Somewhere along this journey of motherhood, I may have told my children then when you reach a certain age, you no longer poop. Yes, I am ashamed. Yes, I will relinquish my mother-of-the-year crown. It had to have been in a moment of potty training desperation when I may have told my children “It’s okay, just go poop in the potty now…..and one day you wont have to poop again.” I have no idea what I was thinking other than I just needed my kids to be potty-trained six years ago. Who would have known these little suckers would have remembered word for word what I said.

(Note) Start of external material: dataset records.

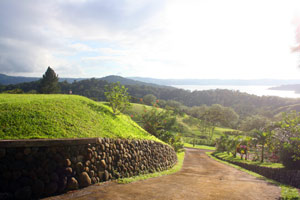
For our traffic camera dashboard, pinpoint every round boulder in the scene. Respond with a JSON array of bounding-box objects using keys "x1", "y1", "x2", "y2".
[{"x1": 79, "y1": 172, "x2": 91, "y2": 187}]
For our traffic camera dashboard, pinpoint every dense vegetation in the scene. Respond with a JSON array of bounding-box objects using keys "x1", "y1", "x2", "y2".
[
  {"x1": 0, "y1": 94, "x2": 160, "y2": 142},
  {"x1": 123, "y1": 103, "x2": 239, "y2": 148},
  {"x1": 216, "y1": 111, "x2": 300, "y2": 170}
]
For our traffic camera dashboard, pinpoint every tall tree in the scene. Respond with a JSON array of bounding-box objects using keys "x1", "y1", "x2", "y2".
[{"x1": 39, "y1": 66, "x2": 60, "y2": 94}]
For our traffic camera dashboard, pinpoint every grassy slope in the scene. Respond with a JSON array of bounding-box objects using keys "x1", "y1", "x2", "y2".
[{"x1": 0, "y1": 94, "x2": 160, "y2": 142}]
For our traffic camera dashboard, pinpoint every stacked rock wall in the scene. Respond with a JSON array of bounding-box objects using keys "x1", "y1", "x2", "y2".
[
  {"x1": 0, "y1": 138, "x2": 177, "y2": 199},
  {"x1": 213, "y1": 154, "x2": 300, "y2": 188}
]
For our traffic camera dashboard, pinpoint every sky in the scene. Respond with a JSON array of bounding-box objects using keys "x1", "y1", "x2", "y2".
[{"x1": 0, "y1": 0, "x2": 300, "y2": 79}]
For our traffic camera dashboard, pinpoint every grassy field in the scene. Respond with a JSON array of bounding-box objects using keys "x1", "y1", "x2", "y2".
[
  {"x1": 0, "y1": 94, "x2": 160, "y2": 141},
  {"x1": 124, "y1": 103, "x2": 240, "y2": 142},
  {"x1": 213, "y1": 152, "x2": 284, "y2": 168},
  {"x1": 207, "y1": 152, "x2": 300, "y2": 200}
]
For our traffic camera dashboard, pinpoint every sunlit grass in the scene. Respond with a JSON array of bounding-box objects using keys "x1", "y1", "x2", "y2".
[
  {"x1": 117, "y1": 151, "x2": 185, "y2": 184},
  {"x1": 184, "y1": 143, "x2": 216, "y2": 150}
]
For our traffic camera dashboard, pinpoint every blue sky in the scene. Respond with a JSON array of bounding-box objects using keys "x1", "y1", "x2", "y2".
[{"x1": 0, "y1": 0, "x2": 300, "y2": 79}]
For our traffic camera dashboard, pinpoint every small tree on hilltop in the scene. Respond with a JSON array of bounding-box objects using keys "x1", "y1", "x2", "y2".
[
  {"x1": 39, "y1": 66, "x2": 60, "y2": 94},
  {"x1": 105, "y1": 82, "x2": 131, "y2": 115},
  {"x1": 143, "y1": 94, "x2": 157, "y2": 105}
]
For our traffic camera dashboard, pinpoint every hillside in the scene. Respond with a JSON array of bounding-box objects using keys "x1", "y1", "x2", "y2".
[
  {"x1": 101, "y1": 75, "x2": 173, "y2": 89},
  {"x1": 0, "y1": 74, "x2": 39, "y2": 85},
  {"x1": 269, "y1": 84, "x2": 300, "y2": 94},
  {"x1": 0, "y1": 94, "x2": 160, "y2": 141},
  {"x1": 123, "y1": 103, "x2": 240, "y2": 141},
  {"x1": 273, "y1": 103, "x2": 300, "y2": 116}
]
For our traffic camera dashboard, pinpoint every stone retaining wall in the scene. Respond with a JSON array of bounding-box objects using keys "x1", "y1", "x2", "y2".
[
  {"x1": 213, "y1": 154, "x2": 300, "y2": 188},
  {"x1": 0, "y1": 138, "x2": 177, "y2": 199}
]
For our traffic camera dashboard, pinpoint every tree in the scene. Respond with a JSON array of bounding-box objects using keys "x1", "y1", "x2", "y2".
[
  {"x1": 252, "y1": 127, "x2": 273, "y2": 163},
  {"x1": 140, "y1": 105, "x2": 176, "y2": 138},
  {"x1": 38, "y1": 66, "x2": 60, "y2": 94},
  {"x1": 274, "y1": 112, "x2": 300, "y2": 169},
  {"x1": 105, "y1": 82, "x2": 131, "y2": 115},
  {"x1": 143, "y1": 94, "x2": 157, "y2": 105}
]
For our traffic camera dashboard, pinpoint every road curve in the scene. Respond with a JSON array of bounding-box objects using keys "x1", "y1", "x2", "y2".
[{"x1": 46, "y1": 148, "x2": 280, "y2": 200}]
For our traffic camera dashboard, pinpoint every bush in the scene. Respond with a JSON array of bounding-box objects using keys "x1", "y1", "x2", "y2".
[
  {"x1": 279, "y1": 148, "x2": 300, "y2": 170},
  {"x1": 274, "y1": 112, "x2": 300, "y2": 169},
  {"x1": 139, "y1": 104, "x2": 183, "y2": 152}
]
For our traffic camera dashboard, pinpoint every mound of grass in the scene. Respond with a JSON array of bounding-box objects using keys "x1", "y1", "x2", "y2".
[{"x1": 0, "y1": 94, "x2": 160, "y2": 141}]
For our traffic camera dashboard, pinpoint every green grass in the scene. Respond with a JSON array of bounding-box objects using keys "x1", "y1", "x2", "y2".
[
  {"x1": 207, "y1": 152, "x2": 300, "y2": 200},
  {"x1": 117, "y1": 151, "x2": 185, "y2": 184},
  {"x1": 184, "y1": 143, "x2": 216, "y2": 150},
  {"x1": 0, "y1": 94, "x2": 160, "y2": 142},
  {"x1": 213, "y1": 152, "x2": 284, "y2": 168}
]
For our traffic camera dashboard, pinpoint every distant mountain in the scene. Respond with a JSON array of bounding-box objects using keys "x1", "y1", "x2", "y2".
[
  {"x1": 0, "y1": 73, "x2": 173, "y2": 89},
  {"x1": 100, "y1": 75, "x2": 173, "y2": 88},
  {"x1": 0, "y1": 73, "x2": 85, "y2": 85},
  {"x1": 129, "y1": 77, "x2": 300, "y2": 86},
  {"x1": 0, "y1": 74, "x2": 39, "y2": 85}
]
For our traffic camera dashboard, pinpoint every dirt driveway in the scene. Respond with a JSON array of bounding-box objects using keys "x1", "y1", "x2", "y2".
[{"x1": 47, "y1": 148, "x2": 280, "y2": 200}]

I hate bathroom humor. It’s so gross to me. I do not want to visualize anyone on the toilet. That is why God blessed me with a daughter who refuses to flush the toilet, and now I am blessed with a 5 foot toilet. Thank you Apartment Complex!
Even my husband, who knows how I am, and knows how much I hate bathroom humor could not resist making a joke about “Geez, now it really is the size of a throne.” Again, do I really need a visual?
This is why I do not feel bad for hiding two of his “lounge around” shirts. My husband has these two hideous shirts. They are about three sizes too big, and just do not flatter him at all. They are falling apart, worn and torn, and to make matters even worse, one of them is a Philadelphia Eagles shirt. Yuck.
The other day as I was folding laundry, why my husband was safely at work, I decided to accidentally misplace these shirts. They are clean, they are folded, they are just in a place I know he will never find them. In the laundry basket. The way I see it, I am actually doing him a favor. This is what is known as “Jen Logic.” You see, my husband has no idea how nice he looks in just a basic black t-shirt, that is his size. So…once he sees that I am complimenting him on his black t-shirt that he is now forced to wear, he will thank me, or, he will quickly forget about the two hideous shirts. Don’t judge me, this is to benefit the marriage!
Also, important to note, my husband does do social media, so if you were thinking about ratting me out, then think again!